Recently, I've been thinking about my favorite musician, Geoff Moore. Geoff writes and performs contemporary Christian rock music, though of a softer variety, maybe more CCM than rock. I would love to be friends with Geoff. I know, hard to imagine a 34 year-old being so enthusiastic about an artist, but I'm not idolizing him, and it isn't the typical infatuation that characterizes adolescent music tastes. I would love to be friends with him because his songs, in both lyrics and beat, express my deepest, most profound emotions. I feel like we are cut from the same cloth, like we are long-lost brothers. (He even looks like me, especially with his Vandyke and reddish-brown hair.) He shares my deepest longings and desires. And I'd love to talk with him about being a "passionate man", about feeling like a child wanting to be a man like Jesus, about friends who are true, who share burdens, who carry us through thick and thin, who listen and cry with us.

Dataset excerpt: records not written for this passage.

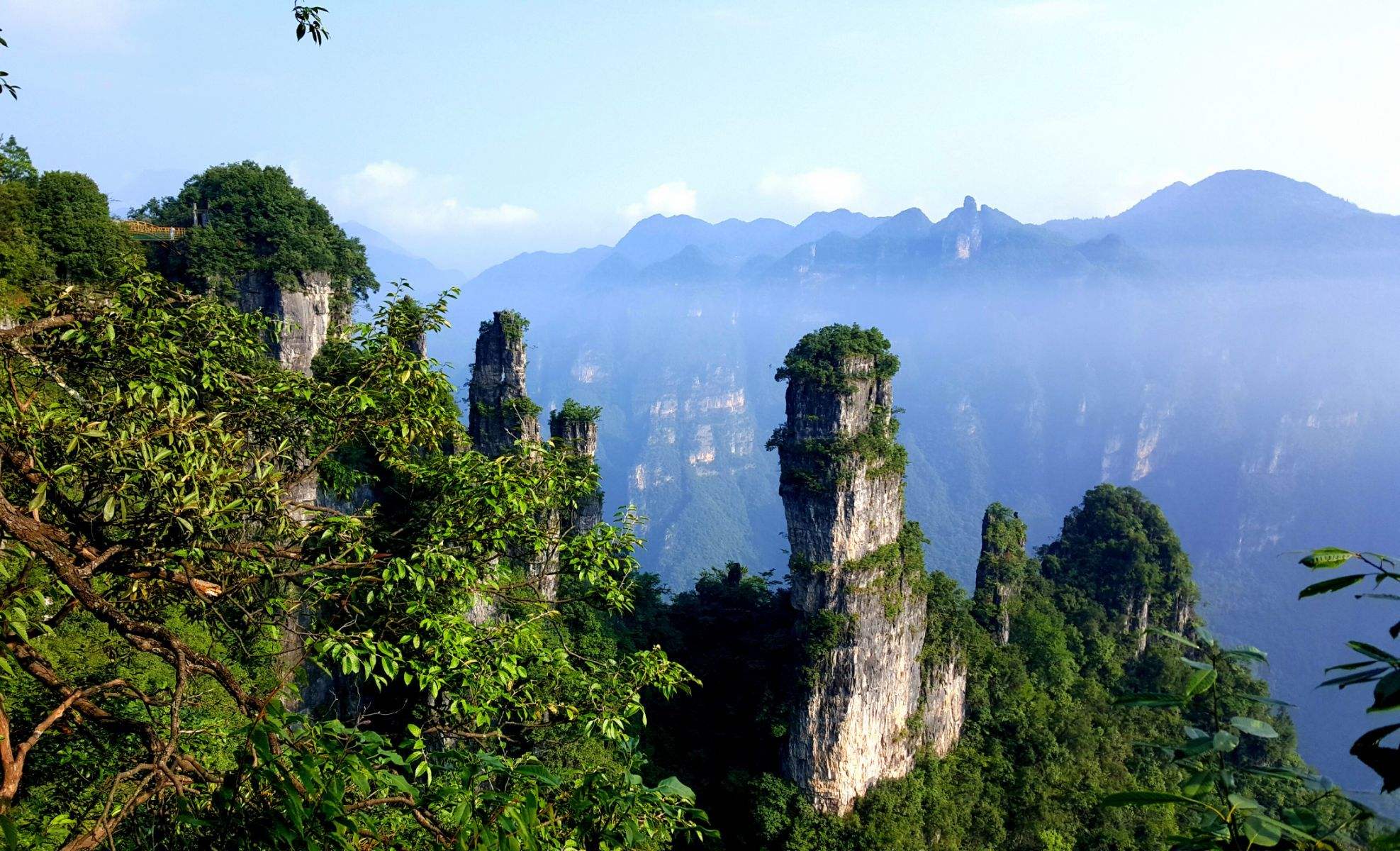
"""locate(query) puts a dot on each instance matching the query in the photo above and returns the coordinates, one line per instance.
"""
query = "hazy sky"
(469, 132)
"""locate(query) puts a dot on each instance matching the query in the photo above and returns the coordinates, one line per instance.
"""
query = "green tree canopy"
(167, 589)
(254, 220)
(70, 218)
(16, 164)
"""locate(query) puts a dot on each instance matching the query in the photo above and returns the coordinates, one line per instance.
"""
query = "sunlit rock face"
(303, 318)
(1002, 566)
(499, 411)
(301, 311)
(870, 706)
(858, 516)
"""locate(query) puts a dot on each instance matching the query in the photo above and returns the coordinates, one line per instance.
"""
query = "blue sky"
(469, 132)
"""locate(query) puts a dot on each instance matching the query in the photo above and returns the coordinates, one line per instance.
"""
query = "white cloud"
(824, 188)
(668, 199)
(1046, 11)
(403, 199)
(65, 20)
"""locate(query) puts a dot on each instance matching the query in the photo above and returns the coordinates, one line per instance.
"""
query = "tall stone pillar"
(857, 576)
(1002, 566)
(576, 427)
(500, 412)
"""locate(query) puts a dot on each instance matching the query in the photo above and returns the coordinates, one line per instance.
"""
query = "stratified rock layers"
(581, 438)
(301, 311)
(500, 412)
(857, 579)
(1002, 564)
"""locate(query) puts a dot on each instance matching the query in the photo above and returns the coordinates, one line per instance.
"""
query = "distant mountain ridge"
(1235, 224)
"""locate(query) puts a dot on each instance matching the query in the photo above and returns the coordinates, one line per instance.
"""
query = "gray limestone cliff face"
(1002, 566)
(581, 437)
(499, 411)
(303, 317)
(860, 516)
(870, 707)
(303, 314)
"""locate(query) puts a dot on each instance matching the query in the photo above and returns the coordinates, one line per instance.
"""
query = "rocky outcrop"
(870, 703)
(303, 318)
(576, 427)
(303, 314)
(1000, 567)
(500, 413)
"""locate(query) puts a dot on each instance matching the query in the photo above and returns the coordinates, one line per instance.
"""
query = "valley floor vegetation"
(248, 608)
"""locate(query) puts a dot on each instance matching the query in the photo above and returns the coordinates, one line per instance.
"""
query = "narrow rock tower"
(301, 311)
(576, 425)
(857, 574)
(500, 412)
(1000, 567)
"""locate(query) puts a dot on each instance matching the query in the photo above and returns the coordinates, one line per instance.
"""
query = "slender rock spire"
(857, 577)
(303, 314)
(500, 412)
(1002, 566)
(576, 425)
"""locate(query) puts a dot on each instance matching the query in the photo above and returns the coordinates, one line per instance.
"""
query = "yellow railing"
(145, 230)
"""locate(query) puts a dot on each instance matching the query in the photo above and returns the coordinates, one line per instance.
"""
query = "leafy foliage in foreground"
(166, 585)
(1235, 791)
(1046, 738)
(819, 357)
(254, 220)
(1375, 665)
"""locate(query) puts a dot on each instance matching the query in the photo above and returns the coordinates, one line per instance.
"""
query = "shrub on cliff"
(819, 357)
(163, 574)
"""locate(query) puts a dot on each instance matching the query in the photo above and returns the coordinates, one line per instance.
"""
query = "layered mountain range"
(1220, 346)
(1236, 223)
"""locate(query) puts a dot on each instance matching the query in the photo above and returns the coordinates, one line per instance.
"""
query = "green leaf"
(1326, 557)
(1146, 798)
(1200, 682)
(1329, 585)
(1387, 693)
(11, 836)
(1262, 830)
(673, 787)
(1253, 727)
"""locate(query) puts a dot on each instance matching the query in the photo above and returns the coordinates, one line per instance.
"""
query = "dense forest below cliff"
(267, 584)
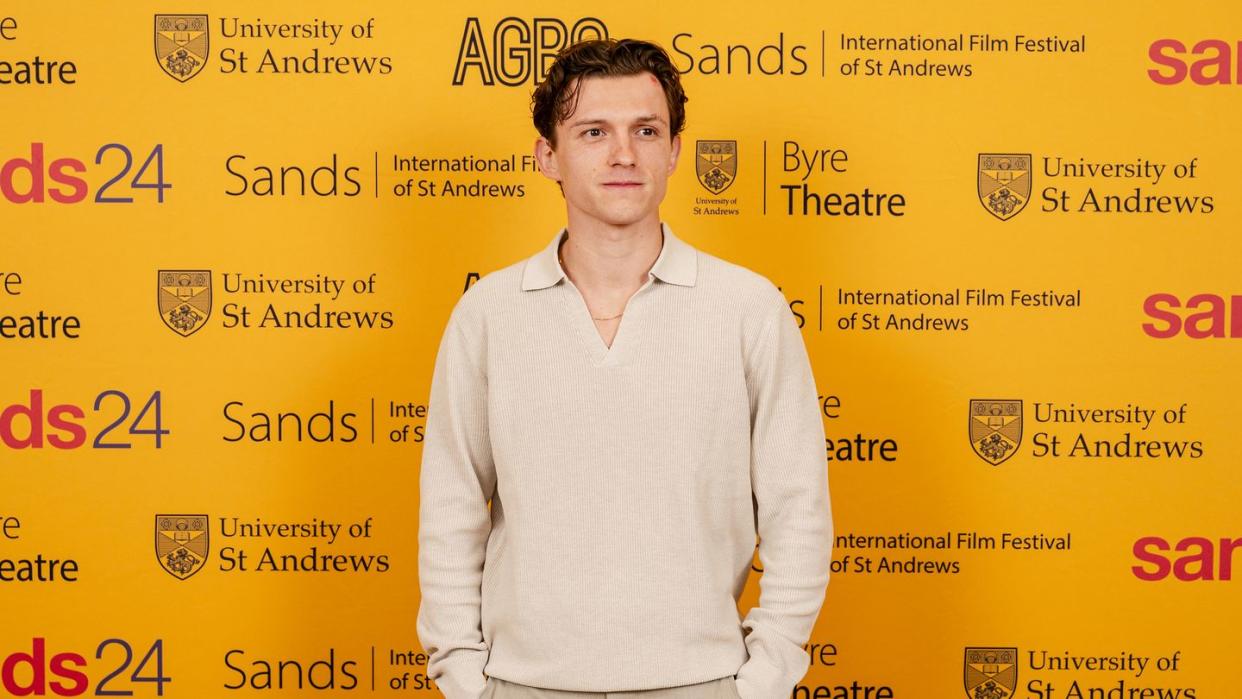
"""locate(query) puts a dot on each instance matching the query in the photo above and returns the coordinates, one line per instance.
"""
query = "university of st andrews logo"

It's funny, I even fantasize about him moving out here and joining our church. (Very fat chance, given he's a professional musician, and an Evangelical, and I go to an obscure Arab Catholic parish.) I think of how I'd do my best to treat him as an ordinary person. I wonder if I should hide my passionate love for his music; do I try to strike up a friendship without revealing any common ground, avoiding the "fan aversion" syndrome but risking he won't ever know how much we share, or do I tell him I'm a fan but I respect his privacy and try to convince him I'm not an "ordinary" fan? I imagine he comes to my door and catches my CCM collection, as I try to figure out how to manage the situation if he sees the wide array of his albums.
Anyway, this reminds me of heaven, because I know I will be able to be friends with him in the life to come. I'll have all eternity to make, build, and enjoy a friendship with Geoff Moore. I suspect that to some degree, we'll be friends with everyone in heaven, or at least, we won't have any enemies or anyone we're at odds with, and we'll be like Will Rogers, who said that the only people he isn't friends with are those he hasn't met (or something to that effect).
I think all broken friendships will be repaired in the life to come (and I certainly have my share of them). Misunderstandings will be cleared up. Ego and past wounds won't get in the way anymore. We'll be able to see clearly. Won't that be wonderful?

Hm! He could pass for your older brother!
Your secret is out the moment he googles himself :-)
LOL — yes, Bill, that thought did occur to me (hiya, Geoff! Can't wait for the next album!)